Any species of Caulerpa is a poor choice as they tend to sexually reproduce and then mess up your water.

Chaetomorpha is a much better choice as it is even faster growing and not nearly as likely to sexually reproduce as Caulerpa.
Also it doesn't need any substrate and can even be used as a filter to sediment out detritus.
It also supports pods better.

The side boards have 90 degree metal brackets holding up the supports but i would still use boards under the supports as that will be alot of weight once filled.

Metal braces, if not made of corrosion resistant steel (SS316 would be my suggestion for saltwater) are going to cause more problems than they solve

I've build stands where I made wooden "ladders" that were glued together and then held together by the boards that carried the tanks. Worked out fine.

... Never trust screws or nails to support weight.

Tell that the guys who build houses around here!
The crappy way they build them makes me shiver. And then they charge you a million dollars for that garbage.
None of those houses will last a couple hundred years... maybe 30, 50 if you are lucky.

Bradw18
12/28/2015, 12:37 PM
Iv been thinking bout doing the same thing be easier then doing water changes on seperate tanks. iv slowly been drilling all my tanks in hopes of one day having them all connected threw a sump. And once happens I'll convert all my tanks to saltwater lol.

brian313313
12/29/2015, 05:54 PM
Thanks for all the feedback. Sorry I haven't replied. I didn't get any notifications on this thread.

To confirm, I'm referring to my sump pump for the basement. That's not designed for saltwater. To pump the water upstairs, I'd need to do some plumbing work. I may do that some day but not in the short-term.

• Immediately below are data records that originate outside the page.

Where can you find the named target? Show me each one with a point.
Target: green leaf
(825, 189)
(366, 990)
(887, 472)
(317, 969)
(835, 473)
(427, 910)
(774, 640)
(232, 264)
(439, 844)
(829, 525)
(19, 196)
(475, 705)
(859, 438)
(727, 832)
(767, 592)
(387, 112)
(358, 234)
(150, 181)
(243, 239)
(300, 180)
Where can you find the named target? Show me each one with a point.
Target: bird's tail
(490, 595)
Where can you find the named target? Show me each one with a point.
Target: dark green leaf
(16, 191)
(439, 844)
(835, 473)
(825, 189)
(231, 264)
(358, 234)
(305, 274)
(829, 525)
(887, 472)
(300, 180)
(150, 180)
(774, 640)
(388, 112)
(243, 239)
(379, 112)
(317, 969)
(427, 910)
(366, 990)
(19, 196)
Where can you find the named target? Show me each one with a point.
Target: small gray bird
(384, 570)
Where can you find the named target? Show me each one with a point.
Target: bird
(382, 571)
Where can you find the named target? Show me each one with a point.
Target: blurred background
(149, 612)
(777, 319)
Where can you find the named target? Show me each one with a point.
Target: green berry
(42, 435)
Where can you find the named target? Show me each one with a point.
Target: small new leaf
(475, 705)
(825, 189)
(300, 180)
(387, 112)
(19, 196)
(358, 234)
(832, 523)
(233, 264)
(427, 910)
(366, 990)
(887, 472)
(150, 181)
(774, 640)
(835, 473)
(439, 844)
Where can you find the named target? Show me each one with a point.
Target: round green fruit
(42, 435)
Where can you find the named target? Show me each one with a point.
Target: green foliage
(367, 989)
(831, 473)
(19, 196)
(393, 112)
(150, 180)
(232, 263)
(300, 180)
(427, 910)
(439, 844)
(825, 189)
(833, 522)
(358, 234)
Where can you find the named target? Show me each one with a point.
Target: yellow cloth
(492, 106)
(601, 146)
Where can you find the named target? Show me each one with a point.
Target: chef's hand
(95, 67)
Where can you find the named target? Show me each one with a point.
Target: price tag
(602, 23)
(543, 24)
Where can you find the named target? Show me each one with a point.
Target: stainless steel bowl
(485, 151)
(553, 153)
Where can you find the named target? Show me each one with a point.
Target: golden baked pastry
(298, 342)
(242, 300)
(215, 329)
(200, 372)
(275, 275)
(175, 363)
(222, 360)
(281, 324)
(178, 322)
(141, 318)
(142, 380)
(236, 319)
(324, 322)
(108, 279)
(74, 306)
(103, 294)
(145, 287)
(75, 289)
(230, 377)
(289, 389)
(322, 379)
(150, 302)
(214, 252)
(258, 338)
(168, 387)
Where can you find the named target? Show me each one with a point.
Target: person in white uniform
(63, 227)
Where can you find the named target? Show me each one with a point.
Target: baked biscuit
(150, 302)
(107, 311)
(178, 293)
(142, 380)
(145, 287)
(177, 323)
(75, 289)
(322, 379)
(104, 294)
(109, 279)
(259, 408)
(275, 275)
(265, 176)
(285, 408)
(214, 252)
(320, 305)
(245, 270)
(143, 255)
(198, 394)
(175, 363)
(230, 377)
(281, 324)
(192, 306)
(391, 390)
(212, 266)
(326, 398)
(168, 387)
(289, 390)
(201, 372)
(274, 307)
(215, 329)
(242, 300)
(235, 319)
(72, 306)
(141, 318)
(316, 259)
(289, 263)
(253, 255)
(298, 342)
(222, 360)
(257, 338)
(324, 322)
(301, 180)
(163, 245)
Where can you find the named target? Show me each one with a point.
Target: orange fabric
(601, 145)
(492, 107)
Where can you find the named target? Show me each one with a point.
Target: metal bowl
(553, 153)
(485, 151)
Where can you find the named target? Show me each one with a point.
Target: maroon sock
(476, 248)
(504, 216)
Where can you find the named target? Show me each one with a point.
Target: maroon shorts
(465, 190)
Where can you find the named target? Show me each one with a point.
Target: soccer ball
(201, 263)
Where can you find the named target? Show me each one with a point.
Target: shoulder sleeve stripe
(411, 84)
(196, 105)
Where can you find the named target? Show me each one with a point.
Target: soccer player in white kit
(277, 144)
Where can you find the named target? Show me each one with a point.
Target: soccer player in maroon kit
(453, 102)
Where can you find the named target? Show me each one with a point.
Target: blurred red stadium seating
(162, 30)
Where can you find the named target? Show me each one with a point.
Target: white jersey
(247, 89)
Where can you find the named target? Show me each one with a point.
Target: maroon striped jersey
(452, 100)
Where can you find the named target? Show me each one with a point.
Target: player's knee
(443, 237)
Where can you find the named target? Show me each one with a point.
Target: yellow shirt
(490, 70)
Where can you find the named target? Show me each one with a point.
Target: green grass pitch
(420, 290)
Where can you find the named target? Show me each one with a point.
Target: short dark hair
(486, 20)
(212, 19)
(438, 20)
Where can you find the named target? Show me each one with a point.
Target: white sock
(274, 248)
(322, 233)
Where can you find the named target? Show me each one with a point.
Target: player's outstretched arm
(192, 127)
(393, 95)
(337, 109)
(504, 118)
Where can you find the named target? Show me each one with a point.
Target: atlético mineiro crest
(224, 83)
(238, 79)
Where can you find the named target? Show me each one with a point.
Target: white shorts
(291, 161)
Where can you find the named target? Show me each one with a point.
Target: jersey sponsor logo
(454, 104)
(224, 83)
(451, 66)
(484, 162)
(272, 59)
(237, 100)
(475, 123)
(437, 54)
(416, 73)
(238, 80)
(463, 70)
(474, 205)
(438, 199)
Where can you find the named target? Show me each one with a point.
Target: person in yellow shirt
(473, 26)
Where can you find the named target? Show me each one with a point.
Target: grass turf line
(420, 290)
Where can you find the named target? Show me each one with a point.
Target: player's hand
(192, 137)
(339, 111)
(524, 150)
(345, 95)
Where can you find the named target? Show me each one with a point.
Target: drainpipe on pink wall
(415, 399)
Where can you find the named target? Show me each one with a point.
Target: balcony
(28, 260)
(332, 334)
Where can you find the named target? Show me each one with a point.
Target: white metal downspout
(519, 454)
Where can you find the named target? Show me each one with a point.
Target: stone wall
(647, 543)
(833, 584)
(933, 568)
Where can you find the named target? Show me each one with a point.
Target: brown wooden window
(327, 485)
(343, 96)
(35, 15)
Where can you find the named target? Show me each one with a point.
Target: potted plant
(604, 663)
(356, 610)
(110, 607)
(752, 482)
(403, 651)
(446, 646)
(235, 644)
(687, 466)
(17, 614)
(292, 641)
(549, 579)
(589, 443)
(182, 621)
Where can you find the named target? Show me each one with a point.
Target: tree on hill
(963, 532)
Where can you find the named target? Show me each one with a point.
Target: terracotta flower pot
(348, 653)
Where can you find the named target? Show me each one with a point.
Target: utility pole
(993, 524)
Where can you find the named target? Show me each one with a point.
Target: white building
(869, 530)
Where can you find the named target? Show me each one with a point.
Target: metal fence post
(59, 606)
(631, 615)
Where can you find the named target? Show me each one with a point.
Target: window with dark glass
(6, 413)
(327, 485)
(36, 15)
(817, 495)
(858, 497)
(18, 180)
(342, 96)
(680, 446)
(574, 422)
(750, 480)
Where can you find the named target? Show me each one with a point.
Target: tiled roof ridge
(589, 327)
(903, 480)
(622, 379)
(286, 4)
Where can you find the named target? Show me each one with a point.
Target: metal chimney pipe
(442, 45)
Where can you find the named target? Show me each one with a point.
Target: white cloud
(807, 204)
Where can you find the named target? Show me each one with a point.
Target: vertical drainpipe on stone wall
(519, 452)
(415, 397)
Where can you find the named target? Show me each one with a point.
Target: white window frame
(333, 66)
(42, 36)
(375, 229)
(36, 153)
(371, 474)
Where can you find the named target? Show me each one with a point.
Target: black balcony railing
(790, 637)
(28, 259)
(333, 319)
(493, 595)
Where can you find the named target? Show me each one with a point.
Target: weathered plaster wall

The rock is just in the tanks for filtration during the quarantine period. I plan on getting young fish and letting them grow together. That rock will be in the sump once I drill the tanks. That way it will already be seeded. Tanks have been painted black except for the front viewing window. This is going into a dedicated fish-room so will not have much traffic either. I'll put something over the front window while not viewing it.

All the metal in the stand for the braces and screws are galvanized. When building this, I thought they were rust-proof but after googling a little it looks like people have had trouble with this around saltwater aquariums. I will replace the L-brackets with wood. Then I can sink the screws deeper, plug them, and paint over the holes to prevent water contact. The screws are angled to reduce shear strength. I've climbed and jumped on this and it's feels very solid. It's made of 2x6 and each shelf will support about 60 gallons of water. Think this will be enough?

brian313313
12/29/2015, 06:09 PM
My first breeding plans are clowns & cardinals. Not sure on the specific species' yet. That depends on what my LFS wants to buy. They'll buy percula & ocellaris I know. I'd like to try Banggai cardinals but they prefer blue-eyed and are trying to convince me to go that way. After that, we'll see. It depends how that goes. Freshwater breeding is so easy by comparison.